Il acheva son propos avec un sourire narquois qui fit rire les autres, y compris Jessica. Elle reprit la parole pour tisser entre les expériences de chacun :

–Effectivement ce que vous décrivez me fait penser à un concept qui a été décrit par un sociologue, Monsieur Zygmunt Bauman. Il évoque un changement de paradigme d’une société solide basée sur des repères précis et stables dans le temps comme ce que décrit le grand-père de Lucie, à une société liquide, sans limites, où le culte de la vitesse, de l’immédiateté et du changement permanent sont présents et où nous avons besoin de constamment nous adapter pour éviter de rester à la gare ou de nous enfoncer dans les sables mouvants.

–Vous voulez dire que la société actuelle est dangereuse et qu’il n’y a rien de bon là-dedans ? interrogea Lucie. Parce que du coup, autant en finir tout de suite, ça ne sert à rien de lutter.

–Qu’est-ce que vous en pensez les autres ? Qu’est-ce que vous voudriez répondre à Lucie ? demanda Jessica.

–On peut peut-être organiser un suicide collectif dans un dernier trip festif qu’on filmerait. Ce serait la célébrité assurée, plaisanta Maël, qui appréciait tout particulièrement de parler de la noirceur de la vie et ne manquait pas une occasion de faire référence à la mort. Vous imaginez les gros titres « un groupe de jeunes choisissent de dire non à une société liquide trop destructrice en se noyant dans l’alcool »…

–Sympa l’ambiance, rétorqua Arnaud mal à l’aise face à ce comportement qui le renvoyait à lui-même quelques mois auparavant.

–Ne fais pas attention à lui, c’est son délire d’être dans le glauque, le rassura Delphine. Sérieux Maël… t’es quand même sacrément taré !

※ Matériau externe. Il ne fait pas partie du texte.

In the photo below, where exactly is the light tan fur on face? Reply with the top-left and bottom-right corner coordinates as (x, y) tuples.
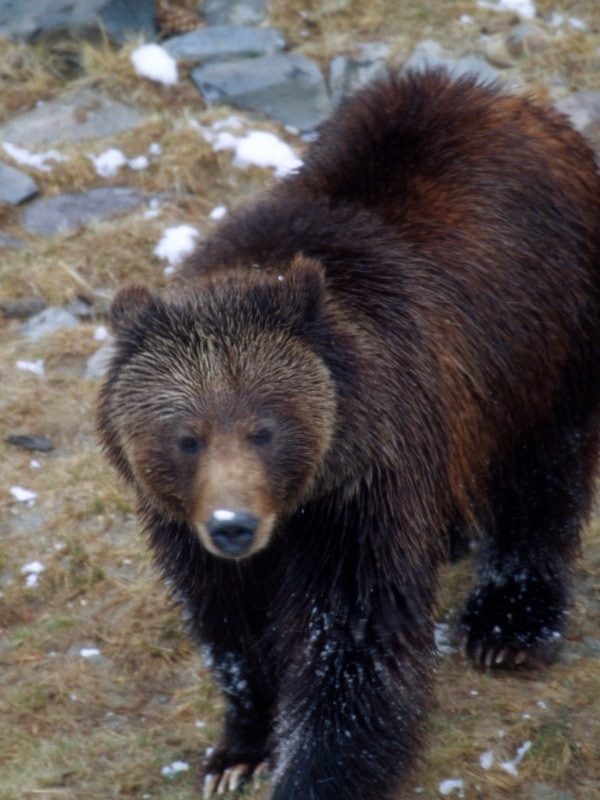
(192, 434), (276, 558)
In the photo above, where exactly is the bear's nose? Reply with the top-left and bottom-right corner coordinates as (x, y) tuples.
(206, 509), (258, 557)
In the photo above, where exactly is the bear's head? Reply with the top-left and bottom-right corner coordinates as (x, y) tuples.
(98, 257), (336, 558)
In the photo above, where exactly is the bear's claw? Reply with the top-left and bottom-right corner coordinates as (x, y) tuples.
(204, 762), (266, 800)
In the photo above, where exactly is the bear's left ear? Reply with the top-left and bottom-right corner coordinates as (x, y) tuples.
(280, 255), (325, 330)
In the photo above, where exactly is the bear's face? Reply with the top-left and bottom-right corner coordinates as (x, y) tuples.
(99, 262), (335, 558)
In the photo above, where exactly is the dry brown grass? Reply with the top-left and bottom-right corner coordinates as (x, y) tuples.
(0, 0), (600, 800)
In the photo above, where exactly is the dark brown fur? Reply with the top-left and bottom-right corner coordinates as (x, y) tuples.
(98, 74), (600, 800)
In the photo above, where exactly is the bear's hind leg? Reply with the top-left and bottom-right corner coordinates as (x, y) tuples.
(459, 418), (598, 666)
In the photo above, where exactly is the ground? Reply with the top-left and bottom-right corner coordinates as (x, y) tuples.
(0, 0), (600, 800)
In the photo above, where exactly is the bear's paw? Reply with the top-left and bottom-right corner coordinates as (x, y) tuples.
(459, 570), (566, 667)
(204, 749), (267, 800)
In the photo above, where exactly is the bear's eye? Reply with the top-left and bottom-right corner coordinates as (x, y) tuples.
(250, 428), (273, 447)
(177, 436), (203, 455)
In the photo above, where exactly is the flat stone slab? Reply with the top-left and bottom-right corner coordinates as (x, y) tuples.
(23, 186), (152, 236)
(0, 161), (39, 206)
(163, 25), (285, 61)
(0, 0), (156, 44)
(191, 55), (331, 132)
(202, 0), (268, 25)
(0, 89), (141, 147)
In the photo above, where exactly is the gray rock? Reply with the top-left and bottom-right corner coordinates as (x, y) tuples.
(0, 0), (156, 44)
(5, 433), (54, 453)
(527, 782), (574, 800)
(0, 233), (23, 247)
(85, 342), (115, 379)
(163, 25), (285, 61)
(0, 161), (39, 206)
(556, 91), (600, 153)
(21, 306), (79, 340)
(24, 186), (151, 236)
(402, 39), (498, 83)
(329, 42), (389, 106)
(0, 296), (46, 319)
(191, 55), (331, 132)
(202, 0), (268, 25)
(0, 89), (141, 147)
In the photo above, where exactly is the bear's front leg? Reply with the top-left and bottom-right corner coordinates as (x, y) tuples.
(204, 648), (273, 798)
(269, 607), (433, 800)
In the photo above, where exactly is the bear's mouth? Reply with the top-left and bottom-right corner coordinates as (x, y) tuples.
(196, 508), (275, 559)
(206, 508), (259, 558)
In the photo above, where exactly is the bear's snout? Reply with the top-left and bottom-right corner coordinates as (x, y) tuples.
(206, 509), (258, 558)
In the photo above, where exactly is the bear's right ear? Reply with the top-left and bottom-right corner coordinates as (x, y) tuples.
(110, 285), (158, 336)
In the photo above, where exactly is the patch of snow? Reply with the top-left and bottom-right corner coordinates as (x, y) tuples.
(500, 742), (531, 778)
(160, 761), (190, 778)
(477, 0), (536, 19)
(15, 358), (44, 377)
(88, 147), (127, 178)
(131, 44), (177, 86)
(433, 622), (456, 655)
(144, 197), (160, 219)
(213, 508), (235, 522)
(200, 117), (302, 178)
(127, 156), (150, 170)
(94, 325), (110, 342)
(154, 225), (200, 272)
(21, 560), (46, 589)
(2, 142), (67, 172)
(568, 17), (587, 31)
(208, 206), (227, 219)
(10, 486), (38, 504)
(79, 647), (100, 658)
(438, 778), (465, 797)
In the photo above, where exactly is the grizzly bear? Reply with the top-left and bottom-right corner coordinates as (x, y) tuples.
(98, 73), (600, 800)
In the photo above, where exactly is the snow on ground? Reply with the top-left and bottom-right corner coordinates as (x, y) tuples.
(131, 44), (177, 86)
(2, 142), (67, 172)
(20, 560), (45, 589)
(160, 761), (190, 778)
(500, 742), (531, 778)
(438, 778), (465, 797)
(15, 358), (44, 378)
(192, 116), (302, 178)
(154, 225), (200, 273)
(477, 0), (536, 19)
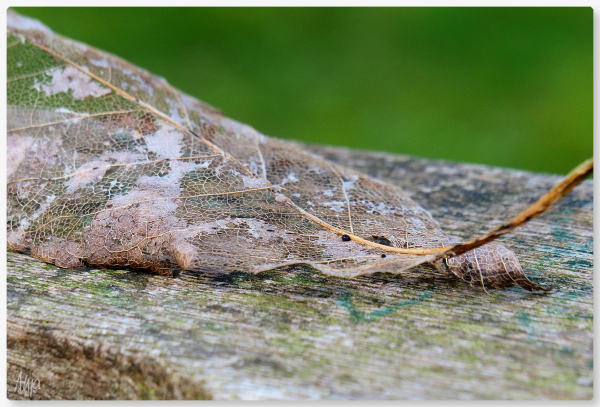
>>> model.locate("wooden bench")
[7,146,593,400]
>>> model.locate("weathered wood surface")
[8,147,593,399]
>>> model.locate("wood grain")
[7,146,593,400]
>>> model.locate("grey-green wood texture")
[7,146,593,399]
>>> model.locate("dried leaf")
[7,11,591,290]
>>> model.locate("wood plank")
[7,146,593,399]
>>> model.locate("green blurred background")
[15,7,593,173]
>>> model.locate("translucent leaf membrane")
[7,11,539,289]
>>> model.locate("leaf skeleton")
[7,10,593,291]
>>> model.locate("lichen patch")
[33,65,111,100]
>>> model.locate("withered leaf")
[7,11,591,290]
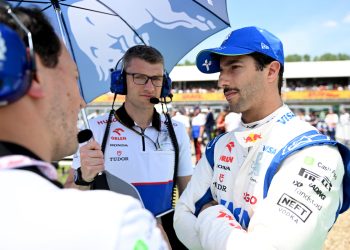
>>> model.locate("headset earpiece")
[0,24,34,106]
[111,69,126,95]
[160,71,172,98]
[111,57,127,95]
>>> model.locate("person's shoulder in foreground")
[0,5,167,249]
[174,27,350,249]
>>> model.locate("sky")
[180,0,350,63]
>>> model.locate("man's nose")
[145,78,154,89]
[218,73,230,88]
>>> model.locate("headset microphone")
[78,129,92,143]
[149,96,160,104]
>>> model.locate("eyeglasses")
[126,72,163,87]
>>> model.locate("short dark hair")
[123,45,164,68]
[0,7,61,68]
[249,52,284,95]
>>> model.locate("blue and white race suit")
[73,106,193,215]
[174,106,349,249]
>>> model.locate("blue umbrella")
[8,0,229,103]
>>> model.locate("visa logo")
[263,145,276,155]
[220,199,250,229]
[277,112,295,124]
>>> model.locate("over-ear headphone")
[111,58,171,98]
[0,7,35,106]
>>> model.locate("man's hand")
[199,200,219,213]
[79,140,104,182]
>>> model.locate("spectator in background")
[335,109,350,145]
[172,107,191,137]
[324,108,339,140]
[216,107,228,136]
[192,107,205,163]
[204,106,215,142]
[224,112,242,132]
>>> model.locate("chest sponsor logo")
[226,141,235,153]
[109,143,128,147]
[219,199,250,229]
[244,134,262,143]
[277,193,312,223]
[317,162,337,180]
[219,174,225,182]
[97,117,117,125]
[277,112,295,124]
[216,164,231,171]
[299,168,332,191]
[293,180,304,187]
[243,192,258,205]
[111,128,126,141]
[109,154,129,161]
[304,156,337,180]
[220,155,234,163]
[294,188,322,211]
[263,145,276,155]
[248,152,264,179]
[217,211,242,229]
[213,181,227,193]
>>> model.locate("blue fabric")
[205,133,226,169]
[133,181,173,216]
[192,126,201,139]
[194,188,214,217]
[196,26,284,73]
[264,130,350,213]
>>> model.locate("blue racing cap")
[0,23,30,106]
[196,26,284,73]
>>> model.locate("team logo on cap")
[0,33,7,61]
[260,42,270,49]
[202,59,211,71]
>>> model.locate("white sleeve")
[174,155,213,249]
[194,146,344,250]
[173,121,193,176]
[72,115,103,169]
[116,197,168,250]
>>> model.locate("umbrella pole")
[51,0,90,128]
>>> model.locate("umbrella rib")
[96,0,147,45]
[7,0,51,3]
[192,0,231,26]
[60,3,120,17]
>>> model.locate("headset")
[0,6,35,106]
[111,57,171,98]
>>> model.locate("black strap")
[90,94,117,190]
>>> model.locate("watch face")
[74,169,79,182]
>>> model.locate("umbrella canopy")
[8,0,229,103]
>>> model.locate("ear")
[27,72,45,99]
[267,61,281,82]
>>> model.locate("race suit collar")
[115,103,161,131]
[241,105,288,129]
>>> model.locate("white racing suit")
[72,105,193,216]
[174,106,350,250]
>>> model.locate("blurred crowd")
[294,108,350,146]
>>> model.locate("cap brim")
[196,47,254,74]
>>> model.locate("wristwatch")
[74,167,94,186]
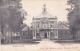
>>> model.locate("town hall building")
[32,4,69,39]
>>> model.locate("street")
[1,39,80,51]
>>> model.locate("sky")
[21,0,70,26]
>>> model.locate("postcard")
[0,0,80,51]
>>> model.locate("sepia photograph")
[0,0,80,51]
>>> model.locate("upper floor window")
[43,24,47,28]
[51,25,53,28]
[37,25,39,28]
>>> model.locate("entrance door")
[44,33,47,38]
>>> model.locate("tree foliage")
[0,0,27,34]
[68,0,80,38]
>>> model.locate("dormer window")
[51,25,53,28]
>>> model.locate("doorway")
[44,33,47,38]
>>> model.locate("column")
[33,31,36,39]
[49,31,50,38]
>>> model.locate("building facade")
[32,5,58,39]
[32,4,69,39]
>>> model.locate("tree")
[68,0,80,39]
[0,0,27,42]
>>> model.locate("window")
[37,33,40,36]
[43,24,47,28]
[51,25,53,28]
[38,25,39,28]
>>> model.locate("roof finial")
[43,3,47,11]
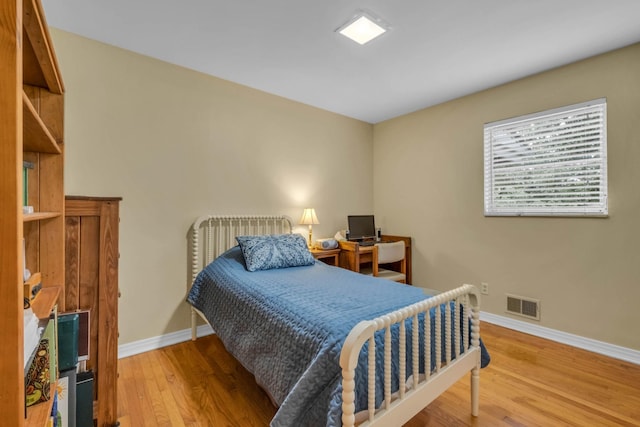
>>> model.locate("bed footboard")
[340,285,481,427]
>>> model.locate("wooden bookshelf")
[0,0,65,427]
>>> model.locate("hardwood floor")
[118,323,640,427]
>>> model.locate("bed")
[187,215,489,426]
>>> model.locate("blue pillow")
[236,234,315,271]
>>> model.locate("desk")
[338,240,378,275]
[338,234,411,284]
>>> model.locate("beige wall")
[52,30,373,344]
[53,30,640,349]
[373,44,640,349]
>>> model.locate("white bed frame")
[189,215,480,427]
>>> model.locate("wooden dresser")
[65,196,122,427]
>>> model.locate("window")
[484,98,608,216]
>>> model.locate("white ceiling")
[42,0,640,123]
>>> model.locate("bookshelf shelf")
[31,286,61,319]
[24,381,58,427]
[22,212,62,222]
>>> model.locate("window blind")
[484,98,608,216]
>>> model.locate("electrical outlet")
[480,282,489,295]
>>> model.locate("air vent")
[507,294,540,320]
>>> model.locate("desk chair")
[376,241,407,283]
[360,241,407,283]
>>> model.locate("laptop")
[347,215,388,246]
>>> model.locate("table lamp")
[300,208,320,247]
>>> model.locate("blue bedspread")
[187,247,488,426]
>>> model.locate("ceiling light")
[336,10,390,45]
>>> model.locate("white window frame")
[484,98,609,216]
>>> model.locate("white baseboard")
[480,312,640,365]
[118,312,640,365]
[118,325,213,359]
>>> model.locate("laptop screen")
[347,215,376,240]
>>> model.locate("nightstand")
[309,248,340,267]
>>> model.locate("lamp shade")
[300,208,320,225]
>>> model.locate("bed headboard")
[189,215,293,286]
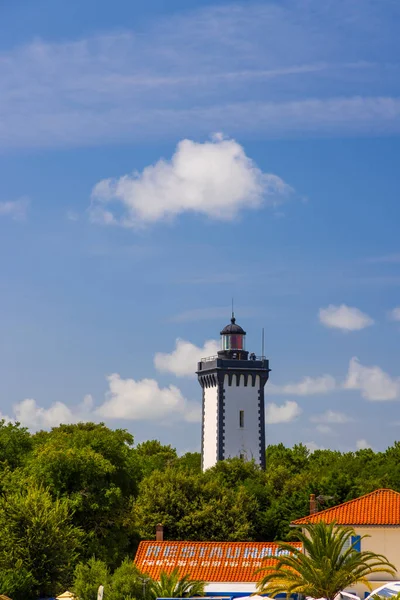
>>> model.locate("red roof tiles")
[292,489,400,526]
[135,542,302,582]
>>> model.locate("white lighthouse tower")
[197,313,270,471]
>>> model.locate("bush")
[74,558,110,600]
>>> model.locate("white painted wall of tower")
[203,385,218,471]
[224,375,264,464]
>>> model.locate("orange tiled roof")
[135,542,302,582]
[292,489,400,526]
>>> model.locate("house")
[291,489,400,597]
[135,526,302,597]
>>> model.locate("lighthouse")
[197,313,270,471]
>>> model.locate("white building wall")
[203,386,218,470]
[224,375,261,463]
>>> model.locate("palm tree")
[257,521,396,600]
[149,567,204,598]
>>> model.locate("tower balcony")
[197,354,270,373]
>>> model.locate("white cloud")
[265,400,302,425]
[170,310,248,323]
[14,395,93,430]
[96,373,201,422]
[268,375,336,396]
[315,425,333,435]
[310,410,352,424]
[319,304,374,331]
[13,373,201,430]
[154,339,220,377]
[389,306,400,321]
[90,136,292,227]
[0,198,29,221]
[356,439,372,450]
[343,357,400,401]
[0,0,400,148]
[304,442,325,454]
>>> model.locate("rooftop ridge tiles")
[291,488,400,525]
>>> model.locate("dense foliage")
[258,521,396,600]
[0,421,400,600]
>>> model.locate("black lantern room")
[218,314,248,360]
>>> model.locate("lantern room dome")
[220,315,246,335]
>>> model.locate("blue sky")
[0,0,400,452]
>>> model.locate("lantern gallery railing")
[200,354,266,362]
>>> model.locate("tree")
[107,558,152,600]
[0,485,82,597]
[257,521,396,600]
[73,557,110,600]
[26,423,140,567]
[150,567,204,598]
[134,468,258,541]
[135,440,178,477]
[0,419,32,470]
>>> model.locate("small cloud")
[319,304,374,331]
[356,439,372,450]
[389,306,400,321]
[265,400,302,425]
[13,373,201,430]
[343,356,400,401]
[315,425,333,435]
[96,376,201,423]
[269,375,336,396]
[170,308,256,323]
[14,395,93,430]
[304,442,325,454]
[65,210,79,221]
[89,134,293,227]
[154,339,220,377]
[310,410,353,425]
[0,198,30,221]
[367,253,400,264]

Plutôt que de rétorquer Maël préféra observer comment Jessica allait le défendre. Elle commençait à avoir l’habitude, car à chaque groupe, il se devait de faire référence à des choses mortifères. Elle savait que dans les entretiens individuels et avec ses parents, il était capable d’augmenter le niveau de compétences dans le gore, donc elle était plutôt contente qu’il se contienne dans le groupe. Les autres restaient bienveillants à son égard, comme s’ils sentaient qu’il ne pouvait pas faire autrement, tout du moins dans l’immédiat. Elle lui adressa donc un regard qu’il connaissait par cœur et il s’excusa avec une mimique bien à lui.

–Bon, je crois que Maël vient de nous envoyer le signal que le temps de groupe est terminé. Je vous propose pour la prochaine fois de réfléchir au pour et au contre d’une société solide et d’une société liquide et nous poursuivrons ce que nous avons entamé aujourd’hui.

–C’est quoi l’intérêt Madame ? demanda Titouan.

–C’est une très bonne question. Est-ce que quelqu’un a une idée ?

–Apprendre la nuance, comme vous le dites souvent, proposa Delphine.

–Connaître son ennemi permet de mieux s’y adapter et d’avoir un coup d’avance sur lui, poursuivit Maël.

–Ou plutôt de mieux comprendre comment le monde fonctionne nous permet de mieux nous adapter et de ne plus avoir l’impression d’être asphyxié ou broyé, reformula Jean-Baptiste.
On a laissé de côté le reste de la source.